El Comercio

«Deberíamos reducir drásticamente nuestros niveles de consumo»

  • FORO SOLIDARIO

  • Pablo Martínez Osés, de la Alianza Española contra la Pobreza, asegura que medir el progreso por el desarrollo económico está «desfasado» y pide cambios en las políticas

Pablo Martínez Osés pidió ayer a los ciudadanos que se informen para incorporar medidas en su día a día relacionadas con el consumo o la educación de sus hijos que contribuyan a un mundo más sostenible en un contexto de globalización en el que las políticas de algunos países contribuyen a sociedades más justas en otros.

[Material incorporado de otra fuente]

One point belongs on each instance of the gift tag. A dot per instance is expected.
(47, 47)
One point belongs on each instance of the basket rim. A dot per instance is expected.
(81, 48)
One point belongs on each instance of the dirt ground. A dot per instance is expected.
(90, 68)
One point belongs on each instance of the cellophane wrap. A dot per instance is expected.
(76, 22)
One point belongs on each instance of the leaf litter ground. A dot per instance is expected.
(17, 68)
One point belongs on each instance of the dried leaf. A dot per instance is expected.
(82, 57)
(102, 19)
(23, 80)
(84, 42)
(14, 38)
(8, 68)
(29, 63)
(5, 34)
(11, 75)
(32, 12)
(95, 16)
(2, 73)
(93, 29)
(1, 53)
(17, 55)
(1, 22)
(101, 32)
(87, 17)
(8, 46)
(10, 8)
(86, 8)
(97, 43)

El miembro del colectivo La Mundial y de la Alianza Española contra la pobreza, se significó así momentos antes de pronunciar su charla en el Foro Solidario de Avilés.

Afianzó su petición tras explicar que este acceso universal «significa, entre otras cosas, que los objetivos de desarrollo están relacionados entre sí. Hay una agenda de actuación para todos, no solo para los países pobres». Y señaló que las claves de las transformaciones que plantea la agenda diseñada en la ONU para llevar a cabo de 2015 a 2030 «nos exigen vigilar cada objetivo y establecer relaciones entre uno y otro».

Las transformaciones necesarias «exigen cambios en las relaciones de poder», por lo que realizó un «llamamiento al poder político y al ciudadano». Eso sí, «no podemos cargar a los segundos con la responsabilidad, pero sí pedirles que exijan políticas públicas en esta dirección». Y puso como ejemplo la aprobación de la Ley de Matrimonio Homosexual en España, que «ha facilitado que legisladores de otros lugares se hayan visto capacitados para dar un paso adelante. Es un ejemplo de políticas que tienen impacto fuera de las fronteras».

Afirmó que «no son buenos tiempos para la idea de ciudadanía en tanto que personas como sujetos de derechos. Hay presiones muy fuertes que tratan de convertirnos solo en consumidores y que toda nuestra presión se haga a través del consumo». Una tendencia peligrosa porque, como recoge la propia agenda de la ONU, «deberíamos reducir drásticamente nuestros niveles de consumo». Sabe que los políticos «tienen información más que suficiente» sobre esto «pero no se atreven a defenderla en una campaña política». Considera que está «desfasado» medir el progreso de las sociedades por su crecimiento económico porque estamos asistiendo «a un cambio de época y de valores».